LEO constellations make sense for sensing—it’s harder to plausibly deniably take out a ring of satellites than an early-warning radar. But not for interception.
> Castelion
SpaceX’s work on rapid turnaround and hypersonic reëntry absolutely has implications for missile intercept. But they’re contributors to the aim and not pursuing it themselves.
> point of hypersonic weapons (used for interceptor) is they start at orbital velocities
The point of hypersonic weapons is they can fly under the radar, literally, and manoeuvre. (I should say goal, because there is no stealthy hypersonic missile yet due to heat signatures.)
The hypersonic flight regime starts at Mach 5, or about 3,800 mph. LEO is at 17,000 mph. To leave LEO quickly, you need to cancel out a lot of that velocity, and that’s just to deörbit, I’m ignoring that you’ve gone from needing to pre-cool your engine to having to pre-cool your entire interceptor because you’re manoeuvring through the atmosphere with orbital energy.
Orbiting missile defence doesn’t make sense. It’s worse than launching from the ground for space intercept. It’s worse than launching from atmosphere for boost or terminal-phase intercept. If you look at what Griffin is doing versus saying, you’ll notice Castelion is building missiles designed to be launched from conventional platforms.
That’s Griffin talking again. Not the DoD. (I may have missed something. If you have an excerpt, I’m happy to respond to it.)
Even then, he doesn’t really make a case for space-based interception. He just says it isn’t as expensive as it was in the 80s, which is true. He also ends by talking about sensing from orbit which, as I said earlier, makes sense.

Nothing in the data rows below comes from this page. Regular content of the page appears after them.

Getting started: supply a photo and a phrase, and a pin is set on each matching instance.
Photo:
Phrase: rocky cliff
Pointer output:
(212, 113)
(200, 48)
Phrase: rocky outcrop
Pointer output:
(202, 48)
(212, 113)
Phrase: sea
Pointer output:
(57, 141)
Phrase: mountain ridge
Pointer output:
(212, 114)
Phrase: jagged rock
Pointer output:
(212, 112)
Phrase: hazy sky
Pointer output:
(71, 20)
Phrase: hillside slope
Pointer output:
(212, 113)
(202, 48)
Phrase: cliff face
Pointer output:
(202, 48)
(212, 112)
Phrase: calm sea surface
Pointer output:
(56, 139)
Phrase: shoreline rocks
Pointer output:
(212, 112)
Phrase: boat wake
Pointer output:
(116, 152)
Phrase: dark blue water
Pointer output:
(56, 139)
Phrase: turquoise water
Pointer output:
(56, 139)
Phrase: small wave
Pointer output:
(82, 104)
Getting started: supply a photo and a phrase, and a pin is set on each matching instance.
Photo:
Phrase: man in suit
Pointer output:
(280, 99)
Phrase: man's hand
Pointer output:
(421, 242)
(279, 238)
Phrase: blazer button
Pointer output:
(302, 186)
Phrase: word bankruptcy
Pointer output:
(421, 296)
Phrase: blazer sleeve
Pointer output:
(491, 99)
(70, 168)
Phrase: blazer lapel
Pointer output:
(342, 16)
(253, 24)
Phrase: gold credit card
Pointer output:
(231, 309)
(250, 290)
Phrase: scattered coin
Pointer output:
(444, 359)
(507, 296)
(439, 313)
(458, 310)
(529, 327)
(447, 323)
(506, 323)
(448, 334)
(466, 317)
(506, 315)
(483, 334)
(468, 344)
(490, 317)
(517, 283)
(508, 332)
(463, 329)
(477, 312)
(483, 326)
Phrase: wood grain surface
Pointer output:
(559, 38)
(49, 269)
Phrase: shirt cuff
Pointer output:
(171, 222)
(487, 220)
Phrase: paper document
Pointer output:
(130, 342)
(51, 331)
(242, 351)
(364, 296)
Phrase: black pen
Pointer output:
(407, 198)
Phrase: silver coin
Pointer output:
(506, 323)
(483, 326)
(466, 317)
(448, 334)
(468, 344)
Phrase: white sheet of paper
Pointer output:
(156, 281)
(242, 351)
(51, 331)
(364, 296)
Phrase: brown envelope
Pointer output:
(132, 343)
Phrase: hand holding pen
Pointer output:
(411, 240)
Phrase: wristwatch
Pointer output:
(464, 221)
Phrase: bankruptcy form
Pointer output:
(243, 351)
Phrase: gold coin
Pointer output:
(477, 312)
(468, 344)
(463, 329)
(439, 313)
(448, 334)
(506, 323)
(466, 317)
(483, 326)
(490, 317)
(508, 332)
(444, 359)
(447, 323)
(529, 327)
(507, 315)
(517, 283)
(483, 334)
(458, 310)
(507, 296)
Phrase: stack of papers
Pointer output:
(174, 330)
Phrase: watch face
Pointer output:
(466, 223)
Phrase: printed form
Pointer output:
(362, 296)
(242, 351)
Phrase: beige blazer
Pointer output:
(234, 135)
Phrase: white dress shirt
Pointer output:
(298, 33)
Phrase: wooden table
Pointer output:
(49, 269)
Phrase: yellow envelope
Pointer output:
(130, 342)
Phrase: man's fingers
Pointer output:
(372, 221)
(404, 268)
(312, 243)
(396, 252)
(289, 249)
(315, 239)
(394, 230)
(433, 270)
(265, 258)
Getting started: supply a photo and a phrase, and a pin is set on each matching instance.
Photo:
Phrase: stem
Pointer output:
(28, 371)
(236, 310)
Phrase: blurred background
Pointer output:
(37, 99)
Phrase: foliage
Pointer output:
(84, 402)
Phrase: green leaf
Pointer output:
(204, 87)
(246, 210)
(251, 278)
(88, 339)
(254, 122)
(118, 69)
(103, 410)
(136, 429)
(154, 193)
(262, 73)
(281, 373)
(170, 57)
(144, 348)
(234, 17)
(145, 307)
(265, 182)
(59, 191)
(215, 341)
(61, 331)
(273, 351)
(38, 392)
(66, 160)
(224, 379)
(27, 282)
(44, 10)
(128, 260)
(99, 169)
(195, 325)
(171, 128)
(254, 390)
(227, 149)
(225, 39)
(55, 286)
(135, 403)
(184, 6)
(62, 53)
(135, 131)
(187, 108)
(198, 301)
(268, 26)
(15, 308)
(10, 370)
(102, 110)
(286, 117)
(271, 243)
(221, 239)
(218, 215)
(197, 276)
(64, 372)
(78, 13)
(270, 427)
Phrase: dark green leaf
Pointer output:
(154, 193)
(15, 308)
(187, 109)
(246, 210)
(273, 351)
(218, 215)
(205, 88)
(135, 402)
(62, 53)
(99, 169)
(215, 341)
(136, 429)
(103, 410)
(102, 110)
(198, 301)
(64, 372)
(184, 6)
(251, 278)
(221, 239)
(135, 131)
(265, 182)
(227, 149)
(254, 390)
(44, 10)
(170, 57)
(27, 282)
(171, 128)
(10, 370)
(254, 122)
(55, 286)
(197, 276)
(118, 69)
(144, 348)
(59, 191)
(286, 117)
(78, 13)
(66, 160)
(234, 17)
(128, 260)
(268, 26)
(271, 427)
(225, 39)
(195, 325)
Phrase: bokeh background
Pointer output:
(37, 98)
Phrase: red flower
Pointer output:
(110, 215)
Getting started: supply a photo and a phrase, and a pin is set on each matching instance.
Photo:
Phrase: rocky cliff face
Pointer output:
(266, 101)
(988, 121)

Crazy how Trump pitching to revive Star Wars, Musk stating the obvious fact that it'd take much longer to get a nuke to Mars is all it takes for you supposedly smart people to devolve into Jewish Space Lasers tier conspiracy theories. Although maybe that's to be expected from people assigning any credibility to a post of someone calling this a Project 2025 thing based on leading conversations with an LLM.
How is that evidence that Starshield is supposed to be a space-based ICBM interceptor network?
Starshield is SpaceX's millitary division. It is two things, whole military using Starlink, and Space Force building satellites on Starlink technology.
> Not surprising given the current administration opposes some of Starlink's "questionable" objectives.
The current administration is pouring billions into SpaceX sats (Starshield, custom Starlink-like secretive sats for US gov). Also, your link is presenting obvious bullshit from AI chatbot as a fact.